Около девяти часов свет дня меркнет окончательно, стены одеваются тенями, и я лежу в темноте. Через жалюзи пробивается яркий свет полной луны, и контуры предметов в комнате отсвечивают тусклым серебром. За дверью сидит на страже дядя Уильям, слушает своё радио — оно что-то еле слышно бормочет. Снизу доносятся звуки: в кухне и в туалете на первом этаже плещется вода, приглушённо гомонят голоса, шаркают обутые в тапочки ноги, кто-то покашливает — последние шумы, после которых опустится ночь и дом затихнет, словно измученный человек перед смертью. Дженни и Грейс пока что не разрешается спать в одной комнате со мной. Наверно, они там все спят вповалку на полу в гостиной.
Опять припирается Рейчел, надеюсь, в последний раз. В руке у неё стакан с... водой? В темноте трудно сказать, но что-то эта вода какая-то мутная, как будто в ней что-то растворено.
— Я не хочу пить, — объявляю я.
— Всего несколько глотков.
— Нет, правда, Рейчел, я не хочу пить.
— Лина, не создавай проблем. — Она присаживается на кровать и прижимает стакан к моему рту. — Ты весь день так хорошо себя вела.
Мне ничего не остаётся, как набрать полный рот этой дряни. Точно — явно ощущается едковатый привкус лекарства. Наверняка снотворное. Однако я не глотаю, и как только сестрица встаёт и направляется к двери, поворачиваю голову и орошаю волосы и подушку. Противно, но лучше, чем глотать эту гадость. Впрочем, в мокрой подушке есть и кое-что хорошее: плечи охлаждаются и болят чуть меньше.
Рейчел задерживается у двери — кажется, собирается сказать что-то умное и значительное. Но всё, что у неё получается, это:
— Увидимся утром.
«Не увидимся, если всё пойдёт, как я хочу», — думаю я, но молчу, как рыба. Она уходит и затворяет за собой дверь.
Вот теперь я в полной темноте. Тикают минуты, складываются в часы. Мне нечем заняться, мысли бегут своим чередом и постепенно, по мере того, как дом погружается в ночь и затихает, возвращается страх. Говорю себе: Алекс должен прийти, должен, — но время ползёт-летит вперёд, дразнит меня, издевается надо мной, — а снаружи всё так же не доносится ни звука, если не считать редкого брёха собак.
Пытаясь избежать бесконечных мыслей об одном и том же — «Придёт Алекс или не придёт?» — я выискиваю различные способы покончить с собой на пути в лаборатории.
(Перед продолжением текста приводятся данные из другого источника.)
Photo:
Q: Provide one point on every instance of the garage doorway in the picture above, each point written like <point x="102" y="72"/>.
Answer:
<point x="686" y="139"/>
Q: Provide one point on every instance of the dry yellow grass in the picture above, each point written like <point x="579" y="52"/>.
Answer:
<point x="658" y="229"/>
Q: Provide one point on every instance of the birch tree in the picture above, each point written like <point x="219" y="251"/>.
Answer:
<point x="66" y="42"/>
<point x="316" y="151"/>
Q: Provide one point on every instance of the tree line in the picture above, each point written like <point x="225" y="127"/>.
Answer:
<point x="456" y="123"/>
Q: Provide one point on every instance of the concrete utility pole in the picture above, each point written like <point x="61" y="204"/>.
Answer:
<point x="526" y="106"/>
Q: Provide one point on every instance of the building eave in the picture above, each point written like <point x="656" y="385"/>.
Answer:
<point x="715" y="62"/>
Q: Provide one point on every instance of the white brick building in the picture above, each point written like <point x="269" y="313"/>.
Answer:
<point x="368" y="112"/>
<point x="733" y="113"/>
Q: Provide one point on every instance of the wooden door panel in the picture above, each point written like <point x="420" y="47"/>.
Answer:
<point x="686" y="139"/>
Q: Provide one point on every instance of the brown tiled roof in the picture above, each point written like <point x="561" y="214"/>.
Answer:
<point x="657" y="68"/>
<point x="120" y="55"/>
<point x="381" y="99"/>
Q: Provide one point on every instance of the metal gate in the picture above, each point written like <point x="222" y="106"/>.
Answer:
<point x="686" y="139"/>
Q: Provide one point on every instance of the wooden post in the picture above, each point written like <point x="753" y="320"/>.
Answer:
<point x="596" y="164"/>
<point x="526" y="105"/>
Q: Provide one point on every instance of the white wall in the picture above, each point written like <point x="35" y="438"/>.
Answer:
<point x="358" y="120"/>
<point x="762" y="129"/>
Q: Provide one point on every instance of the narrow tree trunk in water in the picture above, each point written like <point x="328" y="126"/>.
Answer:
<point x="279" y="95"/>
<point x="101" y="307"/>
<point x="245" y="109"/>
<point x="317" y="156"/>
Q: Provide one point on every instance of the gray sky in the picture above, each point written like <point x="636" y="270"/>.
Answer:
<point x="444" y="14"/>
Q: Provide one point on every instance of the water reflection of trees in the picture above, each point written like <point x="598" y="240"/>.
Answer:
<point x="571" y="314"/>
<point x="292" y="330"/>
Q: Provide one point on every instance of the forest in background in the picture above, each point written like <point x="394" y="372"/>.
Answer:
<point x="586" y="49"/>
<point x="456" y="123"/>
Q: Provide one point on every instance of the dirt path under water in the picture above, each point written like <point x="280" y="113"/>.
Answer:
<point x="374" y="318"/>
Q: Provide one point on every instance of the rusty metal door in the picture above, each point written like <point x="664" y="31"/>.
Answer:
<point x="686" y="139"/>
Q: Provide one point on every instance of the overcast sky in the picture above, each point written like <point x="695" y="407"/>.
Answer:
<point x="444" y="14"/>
Если на Конгресс-стрит будет хоть какое-то автомобильное движение, я брошусь под грузовик. Или, может, мне удастся вырваться и добежать до причала — утопиться будет пара пустяков, особенно со связанными руками. На худой конец, если ничто из этого не удастся, я попытаюсь прорваться на крышу лабораторий, как та девушка, что погибла несколько лет назад — та, что, прыгнула в небо и, пронзив облака, камнем упала на землю.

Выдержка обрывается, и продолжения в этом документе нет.